Speaking of which, recent footage that appeared on the internet of Minister of Tourism Lindiwe Sisulu inspecting a troupe of former or imagined soldiers of uMkhonto we Sizwe, while wearing a pair of delightful white stiletto heels (tassels, nogal!), should be treated with the adulation it deserves. There is probably nobody else in the world who could conduct such an inspection en pointe.

Such delicacy amid the camo shows that South Africa would be the perfect mediators in any conflict on our continent or, indeed, further afield. We could, for instance, mediate between China and Taiwan, when that Goliath rains fire on that David, or even between Russia and Japan when they fight about those little islands they both claim to own.

I am of the opinion that Sisulu should give up the tourism portfolio and rather take the Ministry of Special Military Operations, which would include sending forces – with her in the lead, obviously – to war-torn countries such as the Democratic Republic of Congo, where millions have died in a low-level civil war for the past, oh, 20 years.

I’m sure that, deep in the jungle, Sisulu could help to negotiate peace between the roaming militias and the villagers they force at gunpoint to do their open-cast mining, when they’re not murdering them outright or kidnapping their children to serve as cannon fodder. Sisulu could really find her vocation here: the Woman Warrior could dump her military stilettos and become a Dove of Peace, perhaps launching her own cosmetics line in the process.

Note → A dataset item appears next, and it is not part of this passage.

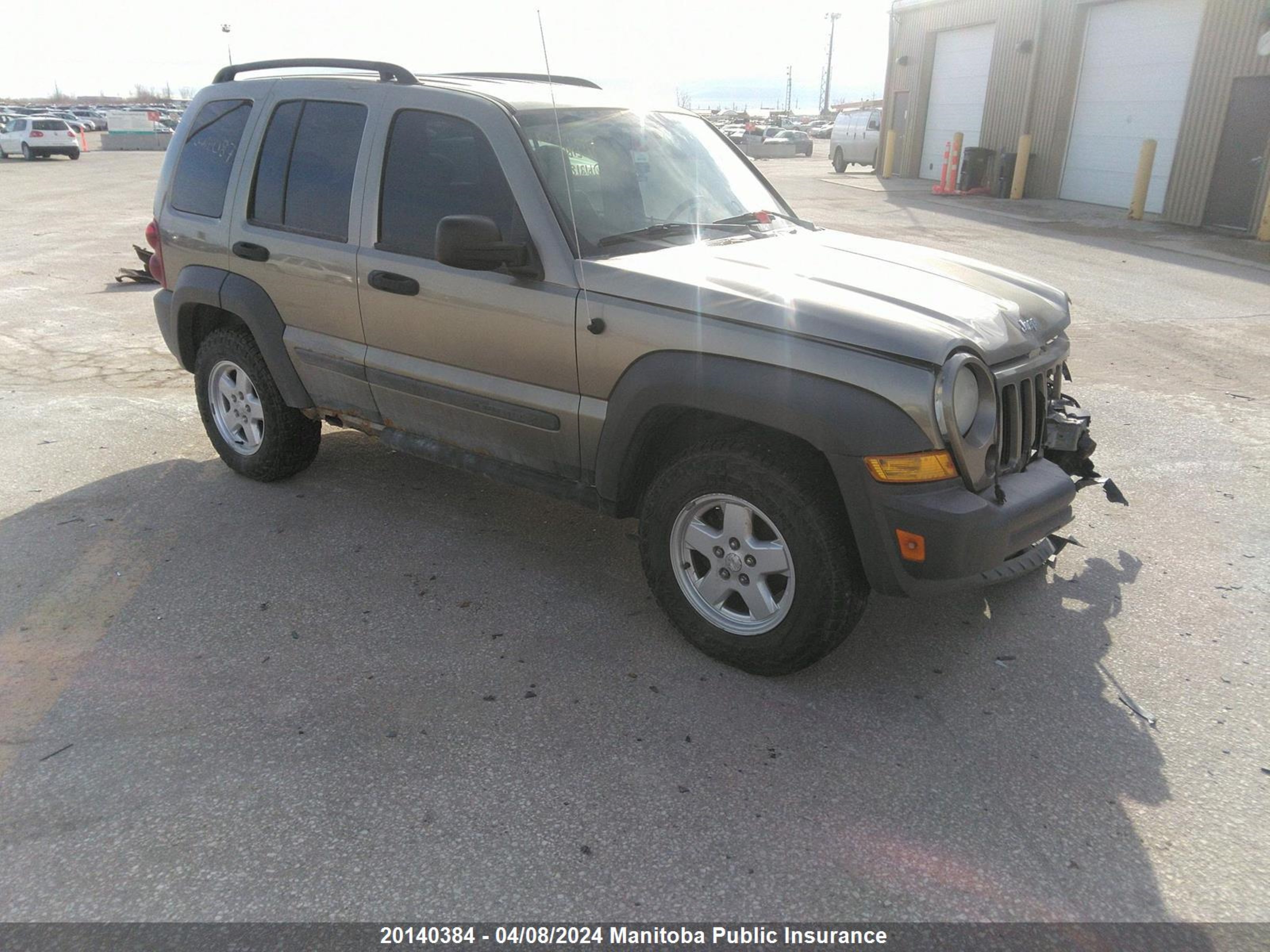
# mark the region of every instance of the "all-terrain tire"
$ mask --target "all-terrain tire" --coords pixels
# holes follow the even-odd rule
[[[787,545],[792,603],[770,631],[738,635],[714,625],[679,585],[671,551],[676,519],[711,494],[757,506]],[[752,674],[789,674],[824,658],[851,633],[869,600],[846,509],[823,458],[745,434],[705,440],[658,472],[640,505],[640,556],[653,594],[683,636]]]
[[[212,418],[208,380],[212,368],[222,360],[241,367],[260,399],[263,437],[259,448],[250,456],[244,456],[226,442]],[[217,327],[203,339],[194,359],[194,390],[207,437],[225,465],[235,472],[260,482],[273,482],[293,476],[318,456],[321,420],[310,420],[300,410],[287,406],[255,339],[245,327]]]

Ramaphosa, Mabuza and Sisulu could set a sterling example for other politicians, and South Africa could once more become a society of negotiators.

Minister of Taxis Ses’Fikile Mbalula could learn to mediate between the minibus taxis and, well, the rest of the driving populace. When rival taxi mafias get into gunfights over who has the right to further endanger the lives of most passengers, Mbalula could get out there in the taxi ranks. Wearing perhaps a fetching dashiki to show his good intentions, he could part the combatants like Moses parting the Red Sea. If Mbaks took a bullet for the cause, of course he’d be lauded as a great martyr of the struggle to break every rule of the road. Surely that’s worth a tweet, minister?

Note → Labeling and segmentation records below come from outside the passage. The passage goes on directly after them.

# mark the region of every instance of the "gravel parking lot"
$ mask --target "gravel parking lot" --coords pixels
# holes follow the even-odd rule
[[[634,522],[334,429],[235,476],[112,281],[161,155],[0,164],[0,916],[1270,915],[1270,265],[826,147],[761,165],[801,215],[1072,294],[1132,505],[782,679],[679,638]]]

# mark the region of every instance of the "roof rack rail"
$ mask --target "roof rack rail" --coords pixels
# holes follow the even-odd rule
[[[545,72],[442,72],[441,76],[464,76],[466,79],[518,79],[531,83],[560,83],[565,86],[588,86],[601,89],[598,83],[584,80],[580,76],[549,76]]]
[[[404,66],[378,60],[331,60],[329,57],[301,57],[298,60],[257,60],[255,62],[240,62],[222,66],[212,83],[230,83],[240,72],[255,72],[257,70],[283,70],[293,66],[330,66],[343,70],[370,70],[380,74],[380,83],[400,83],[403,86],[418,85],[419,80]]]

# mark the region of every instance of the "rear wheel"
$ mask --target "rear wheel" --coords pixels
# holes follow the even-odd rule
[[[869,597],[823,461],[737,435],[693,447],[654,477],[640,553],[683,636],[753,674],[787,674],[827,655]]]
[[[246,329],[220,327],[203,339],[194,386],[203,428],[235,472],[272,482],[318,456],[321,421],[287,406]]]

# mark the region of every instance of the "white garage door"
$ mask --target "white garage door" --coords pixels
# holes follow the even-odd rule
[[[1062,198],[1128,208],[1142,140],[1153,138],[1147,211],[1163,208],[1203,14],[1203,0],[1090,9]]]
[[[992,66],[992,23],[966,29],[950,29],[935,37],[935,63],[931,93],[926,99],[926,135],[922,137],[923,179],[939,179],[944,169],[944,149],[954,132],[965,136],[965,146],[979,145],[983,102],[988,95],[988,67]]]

We need mediation between the Zondo Commission and all those who feel slighted by its conclusions. It’s clear that not only whistle-blowers need support; the whistle-blown need support too. How is Nomvula Mokonyane dealing with the fallout of not getting crates of alcoholic drinks and great flotillas of chicken pieces, now that Bosasa has shut down? Someone should be mediating between La Mokonyane and her damaged political ambitions, or we’re likely to see some ugly crying at the ANC’s electoral conference later this year.

Someone should also be negotiating a settlement between former spy boss Arthur Fraser and the R1-billion he spent on a bunch of tontons macoutes for Zuma. A few concessions from Fraser (“I was just following orders”, say) and he could make peace with all that money he pissed down the drain of Zuma’s private army.

The possibilities are endless. Mediation could be South Africa’s new growth industry, surpassing even looting as a national pastime – and God knows we have no growth in actual industry, so we must work with what we have. Let’s open that space. DM168

Shaun de Waal is a writer and editor.